# Converting a Keras model to ONNX

In the steps that follow, you will convert Keras model you just trained to the ONNX format. This will enable you to use this model for classification in a very broad range of environments, outside of Azure Databricks including:

- Web services
- iOS and Android mobile apps
- Windows apps
- IoT devices

Furthermore, ONNX runtimes and libraries are also designed to maximize performance on some of the best hardware in the industry. In this lab, we will compare the Inference performance of the ONNX vs Keras models.

First we will load the trained Keras model from file, and then convert the model to ONNX.

## Load the Keras Model

Load both the saved Keras model, and the associated vectorizer. We will convert the Keras model to ONNX format, however, we also need the vectorizer to transform the input data before making inferences.

In [None]:
import os
import numpy as np
import pandas as pd

np.random.seed(125)

from keras.models import load_model
from sklearn.externals import joblib

output_folder = './output'
model_filename = 'final_model.hdf5'

keras_model = load_model(os.path.join(output_folder, model_filename))
print(keras_model.summary())

vectorizer_name = 'vectorizer'
vectorizer = joblib.load(os.path.join(output_folder, vectorizer_name))
print('{} loaded!'.format(vectorizer_name))

## Convert to ONNX

Convert the loaded Keras model to ONNX format, and save the ONNX model to the deployment folder.

In [None]:
import onnxmltools

deployment_folder = 'deploy'
onnx_export_folder = 'onnx'

# Convert the Keras model to ONNX
onnx_model_name = 'claim_classifier.onnx'
converted_model = onnxmltools.convert_keras(keras_model, onnx_model_name, target_opset=7)

# Save the model locally...
onnx_model_path = os.path.join(deployment_folder, onnx_export_folder)
os.makedirs(onnx_model_path, exist_ok=True)
onnxmltools.utils.save_model(converted_model, os.path.join(onnx_model_path,onnx_model_name))

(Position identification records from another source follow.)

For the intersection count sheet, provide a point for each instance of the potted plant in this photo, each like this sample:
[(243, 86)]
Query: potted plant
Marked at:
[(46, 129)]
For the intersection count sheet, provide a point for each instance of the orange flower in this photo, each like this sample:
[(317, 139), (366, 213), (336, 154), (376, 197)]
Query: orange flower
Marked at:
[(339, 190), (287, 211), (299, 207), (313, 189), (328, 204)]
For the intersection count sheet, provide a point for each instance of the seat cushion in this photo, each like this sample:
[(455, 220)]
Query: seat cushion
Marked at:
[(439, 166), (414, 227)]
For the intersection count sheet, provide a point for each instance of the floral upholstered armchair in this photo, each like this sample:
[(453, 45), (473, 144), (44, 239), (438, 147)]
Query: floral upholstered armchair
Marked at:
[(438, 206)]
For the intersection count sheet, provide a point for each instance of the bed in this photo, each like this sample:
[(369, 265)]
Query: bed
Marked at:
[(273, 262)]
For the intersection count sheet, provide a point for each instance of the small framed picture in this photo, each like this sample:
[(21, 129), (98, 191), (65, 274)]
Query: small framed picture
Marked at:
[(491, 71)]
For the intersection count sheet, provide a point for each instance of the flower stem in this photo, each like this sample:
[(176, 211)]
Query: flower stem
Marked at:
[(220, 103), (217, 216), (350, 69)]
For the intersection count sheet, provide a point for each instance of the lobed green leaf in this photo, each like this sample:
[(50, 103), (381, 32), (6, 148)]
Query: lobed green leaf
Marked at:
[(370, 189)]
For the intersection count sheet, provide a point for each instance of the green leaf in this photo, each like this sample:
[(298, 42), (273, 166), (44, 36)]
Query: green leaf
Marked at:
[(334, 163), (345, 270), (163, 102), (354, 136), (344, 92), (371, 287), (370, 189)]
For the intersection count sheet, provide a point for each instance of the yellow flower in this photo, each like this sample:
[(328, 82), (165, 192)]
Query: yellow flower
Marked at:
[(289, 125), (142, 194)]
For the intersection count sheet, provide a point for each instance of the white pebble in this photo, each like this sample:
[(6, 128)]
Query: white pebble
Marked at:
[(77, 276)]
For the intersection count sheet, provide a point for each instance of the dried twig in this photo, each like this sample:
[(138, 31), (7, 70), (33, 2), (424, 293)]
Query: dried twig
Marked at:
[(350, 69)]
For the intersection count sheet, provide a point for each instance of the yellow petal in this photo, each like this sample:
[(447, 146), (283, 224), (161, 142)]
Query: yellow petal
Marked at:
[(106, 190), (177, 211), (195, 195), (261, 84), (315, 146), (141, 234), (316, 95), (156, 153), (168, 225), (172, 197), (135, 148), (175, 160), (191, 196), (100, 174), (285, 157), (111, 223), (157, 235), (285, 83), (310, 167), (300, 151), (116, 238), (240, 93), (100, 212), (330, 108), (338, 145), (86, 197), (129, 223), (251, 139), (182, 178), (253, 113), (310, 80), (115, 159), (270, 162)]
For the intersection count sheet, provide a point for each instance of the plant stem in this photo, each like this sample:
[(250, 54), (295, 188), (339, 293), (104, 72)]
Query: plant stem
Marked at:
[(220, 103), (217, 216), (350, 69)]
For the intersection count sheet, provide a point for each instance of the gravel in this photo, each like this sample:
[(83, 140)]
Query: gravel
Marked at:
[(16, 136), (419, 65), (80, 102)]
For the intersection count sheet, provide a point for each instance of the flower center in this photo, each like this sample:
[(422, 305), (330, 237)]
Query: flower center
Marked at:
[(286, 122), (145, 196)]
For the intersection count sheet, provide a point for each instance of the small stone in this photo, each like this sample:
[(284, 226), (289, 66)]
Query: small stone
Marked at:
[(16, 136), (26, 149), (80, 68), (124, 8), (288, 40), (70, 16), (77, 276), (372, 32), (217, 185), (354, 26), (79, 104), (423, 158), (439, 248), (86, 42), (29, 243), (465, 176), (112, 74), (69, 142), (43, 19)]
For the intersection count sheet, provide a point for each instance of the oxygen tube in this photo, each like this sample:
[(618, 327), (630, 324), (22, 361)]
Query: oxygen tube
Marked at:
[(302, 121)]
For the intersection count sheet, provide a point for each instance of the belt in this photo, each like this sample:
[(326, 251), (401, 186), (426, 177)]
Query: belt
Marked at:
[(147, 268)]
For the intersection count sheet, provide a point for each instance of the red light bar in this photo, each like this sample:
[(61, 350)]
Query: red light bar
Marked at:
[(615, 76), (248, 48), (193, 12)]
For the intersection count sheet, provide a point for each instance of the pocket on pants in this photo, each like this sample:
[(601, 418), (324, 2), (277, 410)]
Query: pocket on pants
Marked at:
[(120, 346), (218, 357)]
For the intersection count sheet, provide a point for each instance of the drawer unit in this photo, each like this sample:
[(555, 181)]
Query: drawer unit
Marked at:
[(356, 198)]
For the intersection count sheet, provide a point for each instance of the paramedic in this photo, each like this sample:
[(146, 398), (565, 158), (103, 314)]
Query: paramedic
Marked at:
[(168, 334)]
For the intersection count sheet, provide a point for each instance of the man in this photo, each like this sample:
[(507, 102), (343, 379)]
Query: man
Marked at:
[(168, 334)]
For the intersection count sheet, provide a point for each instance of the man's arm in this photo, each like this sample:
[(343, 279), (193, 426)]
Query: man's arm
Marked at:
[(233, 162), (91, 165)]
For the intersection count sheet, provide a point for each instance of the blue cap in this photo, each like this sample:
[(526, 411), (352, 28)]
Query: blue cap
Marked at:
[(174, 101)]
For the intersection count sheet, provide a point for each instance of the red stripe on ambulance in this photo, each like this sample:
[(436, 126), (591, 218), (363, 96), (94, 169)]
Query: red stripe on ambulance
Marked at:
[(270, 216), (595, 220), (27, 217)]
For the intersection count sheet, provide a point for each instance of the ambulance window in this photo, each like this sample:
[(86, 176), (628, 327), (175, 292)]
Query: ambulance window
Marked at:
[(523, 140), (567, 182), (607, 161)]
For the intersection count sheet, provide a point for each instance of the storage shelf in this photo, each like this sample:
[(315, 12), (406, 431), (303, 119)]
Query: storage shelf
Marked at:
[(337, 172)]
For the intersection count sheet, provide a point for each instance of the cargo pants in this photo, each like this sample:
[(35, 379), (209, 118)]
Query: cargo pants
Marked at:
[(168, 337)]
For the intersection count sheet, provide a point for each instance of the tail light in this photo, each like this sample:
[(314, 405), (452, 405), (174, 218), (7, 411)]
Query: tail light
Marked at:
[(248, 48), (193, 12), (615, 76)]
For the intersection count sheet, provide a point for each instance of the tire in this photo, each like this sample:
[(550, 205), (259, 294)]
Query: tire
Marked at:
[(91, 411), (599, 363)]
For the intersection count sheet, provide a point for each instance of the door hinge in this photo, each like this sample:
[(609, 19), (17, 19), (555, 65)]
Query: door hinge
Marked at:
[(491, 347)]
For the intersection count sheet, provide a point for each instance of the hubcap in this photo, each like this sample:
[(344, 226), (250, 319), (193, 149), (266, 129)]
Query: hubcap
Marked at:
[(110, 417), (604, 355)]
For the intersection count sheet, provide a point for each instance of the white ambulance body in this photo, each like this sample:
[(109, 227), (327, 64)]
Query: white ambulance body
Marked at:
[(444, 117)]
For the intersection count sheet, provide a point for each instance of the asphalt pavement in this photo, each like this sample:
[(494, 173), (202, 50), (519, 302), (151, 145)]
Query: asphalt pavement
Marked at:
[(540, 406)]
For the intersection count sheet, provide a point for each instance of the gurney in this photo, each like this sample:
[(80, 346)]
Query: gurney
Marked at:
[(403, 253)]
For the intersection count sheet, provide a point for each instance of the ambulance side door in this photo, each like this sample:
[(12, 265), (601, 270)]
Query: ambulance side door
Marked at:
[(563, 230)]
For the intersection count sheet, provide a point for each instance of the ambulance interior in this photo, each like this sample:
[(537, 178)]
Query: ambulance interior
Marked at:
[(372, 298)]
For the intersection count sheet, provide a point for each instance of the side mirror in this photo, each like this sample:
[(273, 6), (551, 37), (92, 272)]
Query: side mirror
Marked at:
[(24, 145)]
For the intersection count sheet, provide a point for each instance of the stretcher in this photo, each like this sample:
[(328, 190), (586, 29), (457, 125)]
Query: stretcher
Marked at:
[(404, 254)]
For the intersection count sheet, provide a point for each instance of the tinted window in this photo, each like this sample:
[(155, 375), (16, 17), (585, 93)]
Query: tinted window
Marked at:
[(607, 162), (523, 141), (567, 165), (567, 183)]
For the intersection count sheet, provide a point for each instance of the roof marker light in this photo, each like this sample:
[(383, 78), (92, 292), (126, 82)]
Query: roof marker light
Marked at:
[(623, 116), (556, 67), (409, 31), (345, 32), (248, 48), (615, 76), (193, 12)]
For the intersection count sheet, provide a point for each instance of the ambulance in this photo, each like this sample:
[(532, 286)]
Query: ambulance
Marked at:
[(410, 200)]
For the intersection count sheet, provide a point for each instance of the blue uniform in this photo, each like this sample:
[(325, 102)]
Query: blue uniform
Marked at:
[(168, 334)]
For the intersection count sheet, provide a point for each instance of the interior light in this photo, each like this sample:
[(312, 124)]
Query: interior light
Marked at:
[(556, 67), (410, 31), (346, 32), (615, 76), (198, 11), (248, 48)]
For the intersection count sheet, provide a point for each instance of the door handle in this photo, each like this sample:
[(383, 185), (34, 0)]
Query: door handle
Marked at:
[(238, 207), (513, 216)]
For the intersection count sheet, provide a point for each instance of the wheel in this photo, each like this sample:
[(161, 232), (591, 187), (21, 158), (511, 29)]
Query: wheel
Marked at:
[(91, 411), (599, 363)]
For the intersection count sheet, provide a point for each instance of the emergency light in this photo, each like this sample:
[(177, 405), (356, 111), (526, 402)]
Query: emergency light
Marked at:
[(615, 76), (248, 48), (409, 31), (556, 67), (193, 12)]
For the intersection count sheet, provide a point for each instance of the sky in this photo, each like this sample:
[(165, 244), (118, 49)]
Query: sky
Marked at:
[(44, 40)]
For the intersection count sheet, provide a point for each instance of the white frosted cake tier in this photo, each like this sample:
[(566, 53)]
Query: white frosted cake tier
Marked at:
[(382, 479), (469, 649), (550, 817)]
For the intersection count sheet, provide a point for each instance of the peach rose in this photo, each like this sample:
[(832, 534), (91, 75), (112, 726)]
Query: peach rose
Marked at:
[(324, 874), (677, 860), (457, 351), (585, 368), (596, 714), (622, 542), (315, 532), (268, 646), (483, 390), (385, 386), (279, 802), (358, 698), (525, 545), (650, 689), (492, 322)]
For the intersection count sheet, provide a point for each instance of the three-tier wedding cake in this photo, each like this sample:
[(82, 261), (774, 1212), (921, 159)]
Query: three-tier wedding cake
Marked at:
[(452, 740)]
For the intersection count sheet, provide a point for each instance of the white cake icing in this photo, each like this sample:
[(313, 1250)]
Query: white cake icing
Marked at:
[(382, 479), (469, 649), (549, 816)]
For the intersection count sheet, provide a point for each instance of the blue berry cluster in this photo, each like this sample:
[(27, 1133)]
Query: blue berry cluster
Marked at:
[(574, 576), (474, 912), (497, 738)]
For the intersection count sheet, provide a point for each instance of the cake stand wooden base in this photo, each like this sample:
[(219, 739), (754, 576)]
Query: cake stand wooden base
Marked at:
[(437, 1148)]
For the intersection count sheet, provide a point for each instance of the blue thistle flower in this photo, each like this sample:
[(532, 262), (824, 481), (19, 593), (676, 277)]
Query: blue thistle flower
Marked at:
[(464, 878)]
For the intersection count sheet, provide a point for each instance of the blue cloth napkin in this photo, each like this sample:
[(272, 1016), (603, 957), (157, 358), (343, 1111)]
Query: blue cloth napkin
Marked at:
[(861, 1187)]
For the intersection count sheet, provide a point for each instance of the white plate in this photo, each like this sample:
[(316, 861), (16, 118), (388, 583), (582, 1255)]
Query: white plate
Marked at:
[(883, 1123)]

## Make Inference using the ONNX Model

- Create an ONNX runtime InferenceSession
- Review the expected input shape to make inferences
- Prepare test data
- Make inferences using both the ONNX and the Keras Model on the test data

### ONNX Runtime InferenceSession

In [None]:
import onnxruntime
# Load the ONNX model and observe the expected input shape
onnx_session = onnxruntime.InferenceSession(
    os.path.join(os.path.join(deployment_folder, onnx_export_folder), onnx_model_name))
input_name = onnx_session.get_inputs()[0].name
output_name = onnx_session.get_outputs()[0].name
print('Expected input shape: ', onnx_session.get_inputs()[0].shape)

### Prepare test data

Load the helper code to normalize the test data

In [None]:
import sys
data_location = './data'
sys.path.append(data_location)
import textanalytics as ta

Normalize and transform the test data

In [None]:
test_claim = ['I crashed my car into a pole.']
test_claim = ta.normalize_corpus(test_claim)
test_claim = vectorizer.transform(test_claim)

test_claim = test_claim.toarray().astype(np.float32)
print(test_claim.shape)

### Make Inferences

Make inferences using both the ONNX and the Keras Model on the test data

In [None]:
# Run an ONNX session to classify the sample.
print('ONNX prediction: ', onnx_session.run([output_name], {input_name : test_claim}))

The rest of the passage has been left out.